The Australian company, LAVO, has officially confirmed the start of sales this coming November of the first residential storage system for companies that will use hydrogen to accumulate energy. The new use of technology explores the many niches where demand has only just begun to expand.
The technology has been developed in collaboration with scientists at the University of New South Wales and uses photovoltaic energy to produce hydrogen through electrolysis. Hydrogen is stored in a metal hydride reservoir and converted back to electricity when needed using a fuel cell.
It is a small wardrobe with 1680mm high, 1240mm wide, 400mm thick, and a weight with a full tank of 324 kilos. A battery with a 40 kWh capacity, according to those responsible, enough for the company to offer between two and four days of autonomy to an average home.
It has a charging and discharging power of 5 kW at 48 V and a 10-year warranty with an estimated useful life of 20,000 cycles.

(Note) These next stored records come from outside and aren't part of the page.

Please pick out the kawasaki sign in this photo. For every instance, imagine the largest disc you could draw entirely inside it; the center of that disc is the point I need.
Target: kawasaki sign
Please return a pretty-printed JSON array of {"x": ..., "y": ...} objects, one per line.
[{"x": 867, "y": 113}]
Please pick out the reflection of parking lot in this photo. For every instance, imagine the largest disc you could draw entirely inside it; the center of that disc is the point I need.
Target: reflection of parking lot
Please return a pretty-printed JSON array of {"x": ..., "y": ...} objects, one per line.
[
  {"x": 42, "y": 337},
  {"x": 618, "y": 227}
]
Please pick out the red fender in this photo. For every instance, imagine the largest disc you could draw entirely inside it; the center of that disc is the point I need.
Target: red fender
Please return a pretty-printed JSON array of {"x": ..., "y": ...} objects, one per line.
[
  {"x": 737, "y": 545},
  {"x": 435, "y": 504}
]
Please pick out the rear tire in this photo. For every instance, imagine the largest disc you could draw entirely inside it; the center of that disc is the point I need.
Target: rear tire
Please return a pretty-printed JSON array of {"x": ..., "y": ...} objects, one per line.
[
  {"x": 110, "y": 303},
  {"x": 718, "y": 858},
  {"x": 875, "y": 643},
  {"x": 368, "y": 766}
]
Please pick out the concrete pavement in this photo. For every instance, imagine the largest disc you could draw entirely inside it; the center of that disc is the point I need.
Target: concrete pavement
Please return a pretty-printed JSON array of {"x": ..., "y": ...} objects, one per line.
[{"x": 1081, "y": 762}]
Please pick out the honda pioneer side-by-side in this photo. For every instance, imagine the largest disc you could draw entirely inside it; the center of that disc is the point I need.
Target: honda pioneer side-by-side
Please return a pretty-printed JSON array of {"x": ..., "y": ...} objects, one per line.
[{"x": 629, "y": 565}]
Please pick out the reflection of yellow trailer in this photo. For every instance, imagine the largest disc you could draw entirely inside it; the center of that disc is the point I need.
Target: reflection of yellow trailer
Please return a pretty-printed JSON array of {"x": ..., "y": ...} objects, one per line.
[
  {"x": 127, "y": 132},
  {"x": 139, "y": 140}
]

But unlike lithium battery systems, hydrogen faces some difficulties when it comes to application in residential or small business systems. According to Jake Whitehead, Fellow at the University of Queensland: “Going from laboratory to commercial scale deployment is incredibly difficult. Electrolyzers are very energy-intensive, and many home solar installations may not generate enough electricity to run the system efficiently. “
This means that in addition to having photovoltaic panels to produce hydrogen through electrolysis, a sufficiently strong installed power will be necessary to compensate for solar radiation variability throughout the day and the year’s seasons, even the system installation location.
Another challenge they face is LAVO hopes to start sales of some systems in November that will begin their first deliveries in June 2021, which will do so for 34,750 Australian dollars.
An amount that would give us enough for practically three Tesla Powerwalls, with a price of 12,500 Australian dollars per unit. That would offer us the same 40 kWh of capacity and a little more power output with 5 kW nominal and 7 kW peak.
A first attempt that will have to overcome the challenges of lowering costs if it wants to gain a foothold in an increasingly competitive backup battery market thanks to the strong economies of scale that lithium batteries are achieving due to the impetus of the sector of the transport.